We saw USD take another leg lower yesterday following comments from Fed Powell stating “we’re not far from confidence to cut rates”. 2-year and 5-year treasury yields declined, and GBPUSD and EURUSD climbed back to previous resistance levels, which was welcome news for our clients who placed orders near the 2024 highs. The EUR declined initially after the ECB revised lower growth and inflation forecasts, with markets betting on 100 bps worth of rate cuts, up from 90 bps expected before the meeting. Lagarde indicated a June cut seems more likely. EUR weakness was very short lived, with the currency erasing the earlier losses by the end of the day.

Today

Market rates

*Daily move - against G10 rates at 7:30am, 08.03.24

** Indicative rates - interbank rates at 7:30am, 08.03.24

Table - 2024-03-08T090700.120

Data points

Table - 2024-03-08T090702.265

Speeches

  • None today.

Our thoughts

After a week of USD decline on the back of dovish comments from Fed Powell and data from the jobs market, all eyes today on the non-farm payroll print and hourly earnings. Both GBPUSD and EURUSD have accelerated higher much to the joy of our USD buyers who had orders executed, and today's numbers will either cement this USD weakness or we could see a sharp reversal. Consensus in the market seems to be a lot of the bad data has been priced, so any additional USD weakness from today's numbers could well be short lived. Either way USD buyers will do well to take advantage of the recent weakness in the currency.

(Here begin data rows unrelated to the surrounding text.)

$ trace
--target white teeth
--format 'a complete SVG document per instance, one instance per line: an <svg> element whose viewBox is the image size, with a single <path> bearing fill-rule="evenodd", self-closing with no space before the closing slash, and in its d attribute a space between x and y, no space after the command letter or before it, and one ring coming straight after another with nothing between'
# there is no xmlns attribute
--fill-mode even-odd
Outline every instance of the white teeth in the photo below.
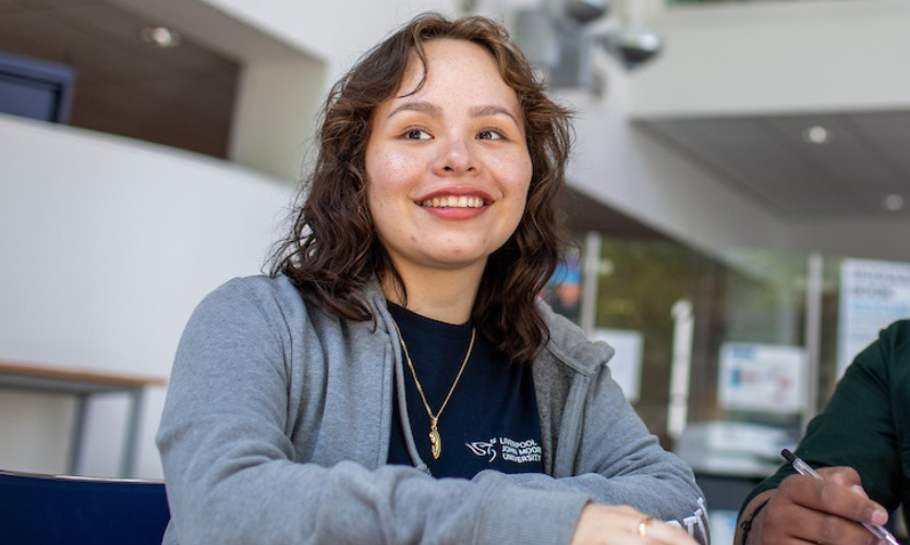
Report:
<svg viewBox="0 0 910 545"><path fill-rule="evenodd" d="M427 208L483 208L484 199L481 197L454 196L427 198L421 206Z"/></svg>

Earlier in the day we also have the final readings of GDP from Europe, expected to remain the same at 0% growth in Q4.

Chart of the day

It's been a week for the doves when it comes to the US dollar, following data suggesting chinks in the armoury of the US economy and the job market, as well as dovish comments from Fed Powell. Today's job numbers are expected to come in softer than January, once again illustrating that the job market is cooling. Given the weak numbers this week, as well as weakness indicated in today's numbers, is it fair to say a lot of the dovish calls on rates is priced in? USD buyers will be on alert following the release at 1.30pm.